Karen J. Johnson tells the story of Catholic interracial activism from the bottom up through the lives of a group of women and men in Chicago who struggled with one another, their Church, and their city to try to live their Catholic faith in a new, and what they thought was more complete and true, way. Black activists found a handful of white laypeople, some of whom later became priests, who believed in their vision of a universal church in the segregated city. Together, they began to fight for interracial justice, all while knitted together in sometimes-contentious friendship as members of the Mystical Body of Christ. In the end, not only had Catholic activists lived out their faith as active participants in the long civil rights movement and learned how to cooperate, and indeed love, across racial lines, but they had changed the practice of Catholicism. They broke down the hierarchy that placed priests above the laity and crossed the parish boundaries that defined urban Catholicism.
Chicago was a vital laboratory in what became a national story. One in Christ traces the development of Catholic interracial activism, revealing the ways religion and race combined both to enforce racial hierarchies and to tear them down, and demonstrating that we cannot understand race and civil rights in the North without accounting for religion.
D. Stephen Long
What is the relationship between the command to love one’s enemies and the use of violence and/or other coercive political means? This work examines this question by comparing and contrasting two important contemporary approaches to Christian ethics, neoAugustinian and the ecclesial or neoAnabaptist. It traces the complicated conversation that has taken place since John Howard Yoder took on Reinhold Niebuhr’s interpretation of the Anabaptists in the 1940’s. It consists of three parts. The first part traces the development of the Augustinian-Niebuhrian approach to ethics from Niebuhr through those who have advanced his work including Paul Ramsey, Timothy Jackson, Charles Mathewes, Eric Gregory, and Jennifer Herdt. It also examines the Augustinian ethics of Oliver O’Donovan, John Milbank and Nicholas Wolterstorff. Along with tracing the Augustinian approach and its trajectories through agapism, theology and the interpretation of Augustine, it identifies fifteen criticisms that this approach brings against the neoAnabaptists. The second part traces the origin of the ecclesial or neoAnabaptist approach, and then examines its relationship to, and criticism of, agapism, what theological doctrines are central and its interpretation of Augustine. Its purpose is primarily constructive by explaining the role that ecclesiology, Christology and eschatology have among the neoAnabaptists.
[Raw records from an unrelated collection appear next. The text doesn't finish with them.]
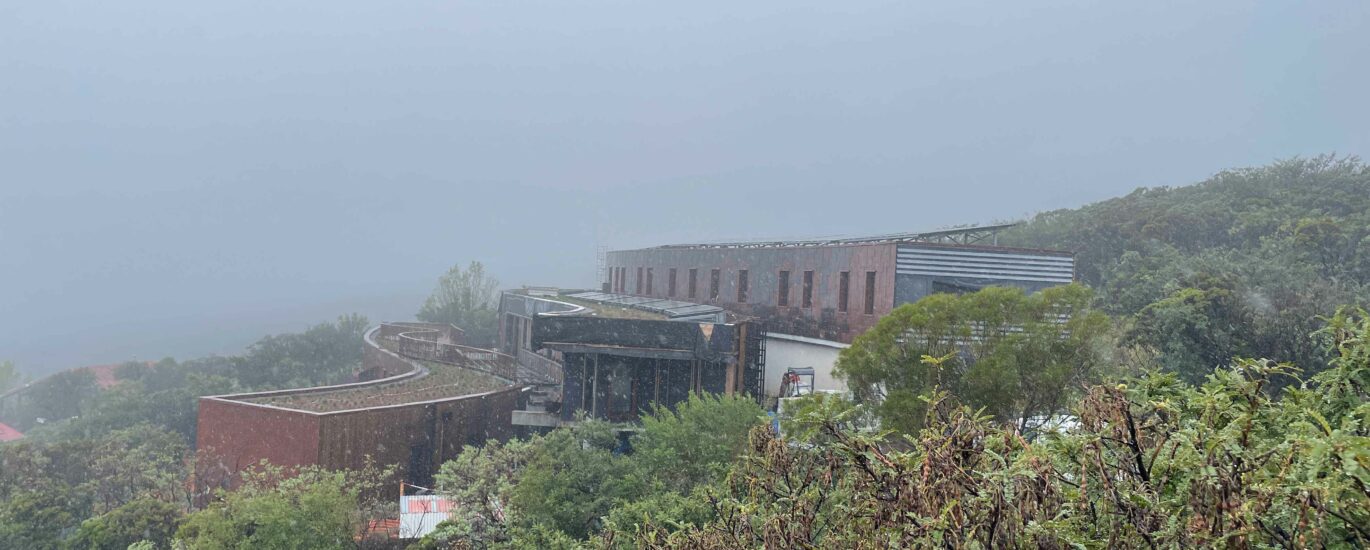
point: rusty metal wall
(763, 265)
(391, 435)
(232, 436)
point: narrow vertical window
(844, 285)
(808, 290)
(784, 288)
(870, 292)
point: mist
(181, 178)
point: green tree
(1196, 328)
(467, 299)
(10, 376)
(571, 480)
(1018, 355)
(310, 508)
(1152, 464)
(1291, 240)
(324, 354)
(143, 519)
(692, 443)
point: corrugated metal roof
(671, 309)
(956, 235)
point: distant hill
(1241, 264)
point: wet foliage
(1154, 462)
(1241, 264)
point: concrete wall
(785, 351)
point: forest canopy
(1241, 264)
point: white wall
(785, 351)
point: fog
(180, 178)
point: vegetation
(1241, 264)
(1154, 462)
(1122, 416)
(561, 487)
(71, 405)
(1014, 354)
(467, 299)
(110, 468)
(306, 508)
(10, 376)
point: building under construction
(619, 355)
(832, 288)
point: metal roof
(952, 236)
(674, 310)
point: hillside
(1241, 264)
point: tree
(1291, 240)
(143, 519)
(310, 508)
(1152, 464)
(1018, 355)
(692, 443)
(467, 299)
(10, 376)
(328, 353)
(1202, 325)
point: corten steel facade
(234, 432)
(830, 291)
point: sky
(184, 177)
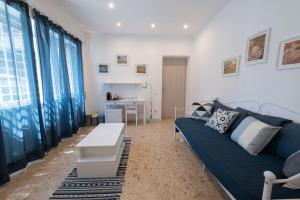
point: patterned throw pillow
(221, 120)
(202, 111)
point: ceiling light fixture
(119, 24)
(111, 5)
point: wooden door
(173, 85)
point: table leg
(144, 107)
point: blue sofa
(240, 173)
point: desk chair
(131, 109)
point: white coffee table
(100, 151)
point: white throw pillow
(202, 111)
(221, 120)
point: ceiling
(136, 16)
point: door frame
(186, 78)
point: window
(14, 86)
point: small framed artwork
(103, 69)
(141, 69)
(289, 53)
(231, 66)
(257, 47)
(122, 59)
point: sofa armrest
(177, 110)
(270, 180)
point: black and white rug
(108, 188)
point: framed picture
(289, 53)
(231, 66)
(141, 69)
(103, 68)
(257, 48)
(122, 59)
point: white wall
(226, 35)
(141, 50)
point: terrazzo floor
(159, 168)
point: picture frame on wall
(122, 59)
(231, 66)
(258, 47)
(289, 53)
(141, 69)
(103, 68)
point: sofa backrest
(287, 141)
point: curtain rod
(31, 7)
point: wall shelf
(123, 82)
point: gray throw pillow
(253, 135)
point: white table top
(103, 135)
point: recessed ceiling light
(111, 5)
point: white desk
(127, 102)
(100, 151)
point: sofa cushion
(292, 165)
(286, 142)
(239, 172)
(271, 120)
(218, 105)
(253, 135)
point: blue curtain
(32, 122)
(20, 109)
(74, 63)
(56, 99)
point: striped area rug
(108, 188)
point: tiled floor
(158, 168)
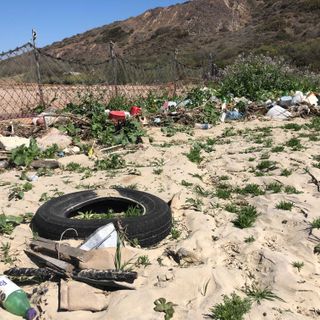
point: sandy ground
(229, 263)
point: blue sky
(58, 19)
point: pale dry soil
(229, 263)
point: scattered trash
(285, 101)
(49, 164)
(104, 237)
(4, 164)
(311, 99)
(32, 178)
(71, 150)
(15, 300)
(298, 98)
(10, 143)
(203, 126)
(231, 115)
(278, 113)
(54, 136)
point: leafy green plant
(294, 144)
(143, 261)
(8, 223)
(292, 126)
(277, 149)
(201, 191)
(161, 305)
(195, 204)
(251, 188)
(195, 154)
(186, 183)
(6, 256)
(17, 191)
(285, 205)
(266, 165)
(298, 264)
(257, 294)
(232, 308)
(246, 217)
(291, 190)
(286, 172)
(275, 187)
(315, 224)
(175, 233)
(114, 161)
(23, 155)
The third part addresses the criticisms levied by Augustinians against the neoAnabaptists by drawing on the constructive theology in the second part. It intends to show where the Augustinian critics are correct, where they have missed key theological teachings, and where they misrepresent. It also assesses the summons to the nationalist project the Augustinians put to the neoAnabaptists. If this work is successful, this third part will not be defensive. It will instead illumine the reasons for the criticisms and suggest means by which the conversation that began between Yoder and Niebuhr can continue and possibly bear fruit for theological ethics in both its ecclesial and nationalist projects for generations to come.